La naturalisation de l’artiste semble liée avant tout à des raisons privées. Son épouse, Samira, native d’Oujda – la plus algérienne des cités marocaines -, désirait depuis longtemps s’installer dans le royaume. "Elle est très stricte pour tout ce qui concerne l’éducation de nos filles. Après l’adoption de la loi autorisant le mariage gay en France, elle m’a demandé de rentrer au Maroc et nous venons de déménager", confiait le chanteur en juin à l’hebdomadaire féminin panarabe Sayidaty (propriété de la société Saudi Research and Marketing Group, qui édite aussi le journal Asharq al-Awsat).

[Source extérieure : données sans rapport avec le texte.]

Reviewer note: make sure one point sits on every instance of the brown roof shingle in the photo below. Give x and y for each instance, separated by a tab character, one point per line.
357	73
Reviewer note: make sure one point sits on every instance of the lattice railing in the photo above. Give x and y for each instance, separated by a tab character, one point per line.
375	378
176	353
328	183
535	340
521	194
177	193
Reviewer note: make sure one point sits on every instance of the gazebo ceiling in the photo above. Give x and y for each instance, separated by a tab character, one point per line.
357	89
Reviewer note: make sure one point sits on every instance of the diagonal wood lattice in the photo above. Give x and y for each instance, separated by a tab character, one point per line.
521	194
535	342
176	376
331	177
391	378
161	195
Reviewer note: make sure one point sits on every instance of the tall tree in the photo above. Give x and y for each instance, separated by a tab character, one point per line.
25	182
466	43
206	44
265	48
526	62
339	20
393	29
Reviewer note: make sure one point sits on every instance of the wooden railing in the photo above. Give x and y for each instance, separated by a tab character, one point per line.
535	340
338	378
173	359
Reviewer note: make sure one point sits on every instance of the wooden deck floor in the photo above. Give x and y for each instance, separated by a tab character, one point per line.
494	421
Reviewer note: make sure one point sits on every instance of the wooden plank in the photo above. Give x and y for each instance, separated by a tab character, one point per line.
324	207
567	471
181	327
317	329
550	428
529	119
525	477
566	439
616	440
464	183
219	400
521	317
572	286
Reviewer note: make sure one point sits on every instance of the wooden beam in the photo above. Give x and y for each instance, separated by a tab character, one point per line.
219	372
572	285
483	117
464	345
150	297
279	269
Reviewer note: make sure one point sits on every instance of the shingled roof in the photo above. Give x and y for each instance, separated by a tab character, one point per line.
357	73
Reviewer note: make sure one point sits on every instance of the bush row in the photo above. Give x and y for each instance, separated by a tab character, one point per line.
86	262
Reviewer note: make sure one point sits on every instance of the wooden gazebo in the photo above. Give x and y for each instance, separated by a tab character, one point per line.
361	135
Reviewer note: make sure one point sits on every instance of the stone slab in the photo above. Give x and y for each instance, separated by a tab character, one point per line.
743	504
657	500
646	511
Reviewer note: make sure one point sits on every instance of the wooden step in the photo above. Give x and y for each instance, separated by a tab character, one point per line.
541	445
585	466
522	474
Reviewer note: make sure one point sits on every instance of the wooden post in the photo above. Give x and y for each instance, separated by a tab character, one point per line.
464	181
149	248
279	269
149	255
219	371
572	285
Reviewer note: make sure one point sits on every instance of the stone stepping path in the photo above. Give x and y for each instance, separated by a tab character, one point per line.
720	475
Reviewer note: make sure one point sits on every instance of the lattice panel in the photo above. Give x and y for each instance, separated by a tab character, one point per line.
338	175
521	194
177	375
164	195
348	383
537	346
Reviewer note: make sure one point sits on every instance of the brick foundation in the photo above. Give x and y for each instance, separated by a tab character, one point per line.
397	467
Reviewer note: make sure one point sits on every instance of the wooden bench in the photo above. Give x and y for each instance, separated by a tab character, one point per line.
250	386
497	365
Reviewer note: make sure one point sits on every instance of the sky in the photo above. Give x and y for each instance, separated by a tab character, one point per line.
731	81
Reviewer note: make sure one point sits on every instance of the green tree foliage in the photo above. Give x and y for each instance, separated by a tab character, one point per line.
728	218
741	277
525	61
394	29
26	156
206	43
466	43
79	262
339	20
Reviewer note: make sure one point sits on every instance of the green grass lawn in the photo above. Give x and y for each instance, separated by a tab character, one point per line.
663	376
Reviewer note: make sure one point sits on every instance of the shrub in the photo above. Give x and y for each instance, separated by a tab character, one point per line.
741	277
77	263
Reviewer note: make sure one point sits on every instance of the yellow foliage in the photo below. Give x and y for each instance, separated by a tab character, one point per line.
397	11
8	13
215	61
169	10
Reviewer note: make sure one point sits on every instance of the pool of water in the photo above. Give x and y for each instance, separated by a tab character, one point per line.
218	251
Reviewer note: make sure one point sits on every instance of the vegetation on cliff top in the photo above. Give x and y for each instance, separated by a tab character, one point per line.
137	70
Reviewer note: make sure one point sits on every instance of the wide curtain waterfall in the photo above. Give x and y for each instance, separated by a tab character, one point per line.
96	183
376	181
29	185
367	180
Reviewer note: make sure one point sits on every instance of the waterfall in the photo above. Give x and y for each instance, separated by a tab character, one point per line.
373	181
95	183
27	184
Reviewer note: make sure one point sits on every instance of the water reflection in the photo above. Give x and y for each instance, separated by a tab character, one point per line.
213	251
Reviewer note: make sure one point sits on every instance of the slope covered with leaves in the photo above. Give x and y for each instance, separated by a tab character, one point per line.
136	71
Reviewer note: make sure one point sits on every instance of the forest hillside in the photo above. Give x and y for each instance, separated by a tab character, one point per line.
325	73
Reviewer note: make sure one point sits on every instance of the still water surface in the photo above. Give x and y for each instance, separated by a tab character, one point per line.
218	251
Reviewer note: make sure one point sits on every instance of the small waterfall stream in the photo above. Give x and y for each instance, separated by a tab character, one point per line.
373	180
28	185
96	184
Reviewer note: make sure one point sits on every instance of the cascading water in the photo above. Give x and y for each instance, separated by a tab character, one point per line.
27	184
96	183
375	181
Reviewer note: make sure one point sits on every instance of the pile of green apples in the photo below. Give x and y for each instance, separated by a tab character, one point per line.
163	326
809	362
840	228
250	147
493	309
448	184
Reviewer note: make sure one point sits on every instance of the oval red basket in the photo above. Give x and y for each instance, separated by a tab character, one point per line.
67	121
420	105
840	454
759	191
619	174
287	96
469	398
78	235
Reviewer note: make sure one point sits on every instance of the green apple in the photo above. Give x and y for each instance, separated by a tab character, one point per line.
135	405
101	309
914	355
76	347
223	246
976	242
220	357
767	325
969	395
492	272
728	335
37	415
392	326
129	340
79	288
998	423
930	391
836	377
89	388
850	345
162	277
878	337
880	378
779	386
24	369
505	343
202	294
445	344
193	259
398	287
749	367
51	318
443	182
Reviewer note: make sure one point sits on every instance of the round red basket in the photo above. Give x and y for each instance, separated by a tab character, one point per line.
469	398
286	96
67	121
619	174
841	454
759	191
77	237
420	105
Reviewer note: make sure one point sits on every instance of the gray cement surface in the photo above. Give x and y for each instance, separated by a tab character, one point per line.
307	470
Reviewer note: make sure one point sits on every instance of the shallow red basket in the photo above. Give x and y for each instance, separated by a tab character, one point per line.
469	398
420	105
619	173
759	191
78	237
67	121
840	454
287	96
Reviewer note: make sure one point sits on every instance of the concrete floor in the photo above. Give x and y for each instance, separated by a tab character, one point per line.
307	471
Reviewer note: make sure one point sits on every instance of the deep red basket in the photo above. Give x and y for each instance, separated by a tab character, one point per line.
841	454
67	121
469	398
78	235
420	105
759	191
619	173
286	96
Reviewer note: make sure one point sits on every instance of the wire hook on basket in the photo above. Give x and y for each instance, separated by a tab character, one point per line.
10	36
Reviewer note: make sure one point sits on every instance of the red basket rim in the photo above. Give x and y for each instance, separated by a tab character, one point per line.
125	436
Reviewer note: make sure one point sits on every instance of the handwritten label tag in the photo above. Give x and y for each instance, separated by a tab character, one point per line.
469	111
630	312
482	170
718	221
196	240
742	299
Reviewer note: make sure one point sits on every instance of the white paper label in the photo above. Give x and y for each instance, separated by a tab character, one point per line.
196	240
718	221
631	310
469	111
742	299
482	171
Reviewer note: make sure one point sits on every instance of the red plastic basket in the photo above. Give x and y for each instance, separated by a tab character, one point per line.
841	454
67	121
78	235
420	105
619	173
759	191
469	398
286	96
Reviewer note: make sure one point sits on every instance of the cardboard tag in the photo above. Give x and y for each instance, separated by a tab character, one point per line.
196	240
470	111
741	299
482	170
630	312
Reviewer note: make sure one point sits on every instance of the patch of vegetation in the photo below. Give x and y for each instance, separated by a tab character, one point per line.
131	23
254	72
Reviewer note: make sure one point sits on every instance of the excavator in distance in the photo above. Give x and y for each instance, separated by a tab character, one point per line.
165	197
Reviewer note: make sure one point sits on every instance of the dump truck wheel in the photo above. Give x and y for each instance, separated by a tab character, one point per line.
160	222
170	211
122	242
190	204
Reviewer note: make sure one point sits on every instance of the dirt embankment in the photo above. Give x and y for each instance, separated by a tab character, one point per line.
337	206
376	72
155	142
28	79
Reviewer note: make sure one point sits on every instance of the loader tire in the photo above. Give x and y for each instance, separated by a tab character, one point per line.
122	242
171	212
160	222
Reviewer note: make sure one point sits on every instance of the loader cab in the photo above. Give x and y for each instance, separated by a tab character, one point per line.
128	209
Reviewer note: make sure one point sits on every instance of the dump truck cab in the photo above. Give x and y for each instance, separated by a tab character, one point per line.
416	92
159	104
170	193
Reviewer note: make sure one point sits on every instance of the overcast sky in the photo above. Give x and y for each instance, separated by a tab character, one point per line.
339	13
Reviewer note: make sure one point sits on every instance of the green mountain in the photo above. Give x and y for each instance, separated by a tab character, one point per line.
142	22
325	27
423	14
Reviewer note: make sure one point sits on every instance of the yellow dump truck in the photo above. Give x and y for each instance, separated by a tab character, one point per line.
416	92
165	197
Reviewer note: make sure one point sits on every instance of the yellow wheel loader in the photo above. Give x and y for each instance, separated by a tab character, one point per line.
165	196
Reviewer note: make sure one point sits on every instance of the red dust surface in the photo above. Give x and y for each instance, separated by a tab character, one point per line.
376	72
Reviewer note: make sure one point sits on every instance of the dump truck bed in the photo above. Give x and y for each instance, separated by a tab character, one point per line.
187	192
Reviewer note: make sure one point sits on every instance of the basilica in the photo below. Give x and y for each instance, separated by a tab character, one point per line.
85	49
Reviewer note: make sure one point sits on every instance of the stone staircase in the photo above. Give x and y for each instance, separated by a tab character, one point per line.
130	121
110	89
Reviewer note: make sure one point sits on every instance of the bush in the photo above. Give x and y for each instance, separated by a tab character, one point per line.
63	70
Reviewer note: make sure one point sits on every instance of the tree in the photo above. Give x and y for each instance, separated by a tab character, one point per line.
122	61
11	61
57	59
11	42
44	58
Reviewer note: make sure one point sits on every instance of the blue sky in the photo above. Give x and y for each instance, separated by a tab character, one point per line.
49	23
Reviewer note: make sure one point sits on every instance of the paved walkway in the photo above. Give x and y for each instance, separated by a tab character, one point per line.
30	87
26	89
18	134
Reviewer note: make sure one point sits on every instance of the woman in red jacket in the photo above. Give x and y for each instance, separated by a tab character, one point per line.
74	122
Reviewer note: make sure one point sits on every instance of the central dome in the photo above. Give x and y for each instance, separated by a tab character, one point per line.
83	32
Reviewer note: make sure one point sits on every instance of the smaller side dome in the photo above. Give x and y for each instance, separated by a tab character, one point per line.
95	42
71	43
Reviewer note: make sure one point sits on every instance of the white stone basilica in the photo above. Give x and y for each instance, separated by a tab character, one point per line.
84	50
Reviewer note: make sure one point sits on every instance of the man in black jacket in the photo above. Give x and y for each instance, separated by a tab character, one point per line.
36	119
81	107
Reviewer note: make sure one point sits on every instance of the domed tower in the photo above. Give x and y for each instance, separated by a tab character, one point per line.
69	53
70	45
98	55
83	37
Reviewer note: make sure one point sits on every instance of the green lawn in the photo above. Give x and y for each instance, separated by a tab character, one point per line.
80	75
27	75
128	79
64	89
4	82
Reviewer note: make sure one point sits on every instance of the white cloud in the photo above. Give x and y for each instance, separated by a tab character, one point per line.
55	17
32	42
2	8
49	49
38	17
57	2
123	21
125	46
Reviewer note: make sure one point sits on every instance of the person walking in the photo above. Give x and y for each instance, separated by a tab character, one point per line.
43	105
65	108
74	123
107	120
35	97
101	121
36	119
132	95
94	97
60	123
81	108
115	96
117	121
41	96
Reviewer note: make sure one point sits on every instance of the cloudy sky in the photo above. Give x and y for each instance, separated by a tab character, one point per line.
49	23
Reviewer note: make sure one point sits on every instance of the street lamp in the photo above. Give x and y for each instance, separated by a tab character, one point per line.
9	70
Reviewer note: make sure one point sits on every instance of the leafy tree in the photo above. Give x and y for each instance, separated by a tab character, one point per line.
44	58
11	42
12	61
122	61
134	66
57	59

Une amitié de vingt ans avec le roi

Khaled a ses entrées tant au palais royal de Rabat qu’à El-Mouradia, à Alger. Le "roi du raï" est un ami de Mohammed VI. Question de génération. Peu de gens le savent, mais les deux hommes se sont connus en 1989. Le futur souverain était encore prince héritier et déjà amateur de raï lorsque le chanteur s’est produit devant le public marocain à Casablanca, pour la première fois. "C’était un 30 décembre et l’événement s’appelait "Happy New Raï", se souvient l’un des organisateurs. Le prince héritier s’est rendu dans les loges pour rencontrer Cheb Khaled, alors une star montante." Depuis, la relation s’est maintenue et renforcée. "J’ai eu la chance de côtoyer le roi lorsqu’il était prince. Puis quand il est devenu roi, il ne m’a pas tourné le dos. Bien au contraire. Il n’a pas changé et ça me touche. […] Il m’invite souvent chez lui quand je suis au Maroc", déclarait Khaled dans une interview au magazine marocain TelQuel en 2009. N’en déplaise aux esprits chagrins qui y voient un coup politique, voire une trahison, Cheb Khaled est désormais algéro-marocain. Sans exclusive.